The final mask of ALN match is the broken line of the handing-over in " 0 " space and " 1 " space, and the result is a continuous function, but non-dullness, convex function that neither be simple or concave function.At higher dimensional space more, ALN output is the splicing of one group of lineoid.Its shape can be through revising tree structure or LTU weights and threshold value change.For example, concavity can change through logical operator.AND (4) obtains a convex surface, and obtains a concave surface with OR (4).Monotonicity can be through revising positive and negative the obtaining of weight coefficient of LTU.ALN allows these characteristics are forced as constraint condition.
In certain straight-line segment scope, the variation of its output valve is directly proportional with input value, and the weight coefficient of LTU has been represented rate of change.And in the neural network structure of standard, output and the input relation can't learn, only if every other input variable is endowed fixed value, otherwise the tiny variation of other input variables all can cause output quantity than about-face.

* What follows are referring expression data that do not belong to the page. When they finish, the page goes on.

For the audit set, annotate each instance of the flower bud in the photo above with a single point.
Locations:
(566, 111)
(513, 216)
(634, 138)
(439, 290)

3.ALN prediction algorithm
This process of ALN algorithm predicts is called as parameter estimation, and this method is to extract with the test through planning is arranged, periodic observation or through pattern, and the ALN algorithm uses least square method to carry out the estimation of LTU weight coefficient.
At the study initial phase, all LTU are assigned with weight coefficient at random among the ALN, if having priori or constraint condition, can have other distribution method.
According to the order of sample, training sample (X
t, Y
t) as the input of ALN, the logical operation value is exported end value along the tree network transmission.
Below disclose the present invention with preferred embodiment, so it is not in order to restriction the present invention, and all employings are equal to replacement or the technical scheme that obtained of equivalent transformation mode, all drop within protection scope of the present invention.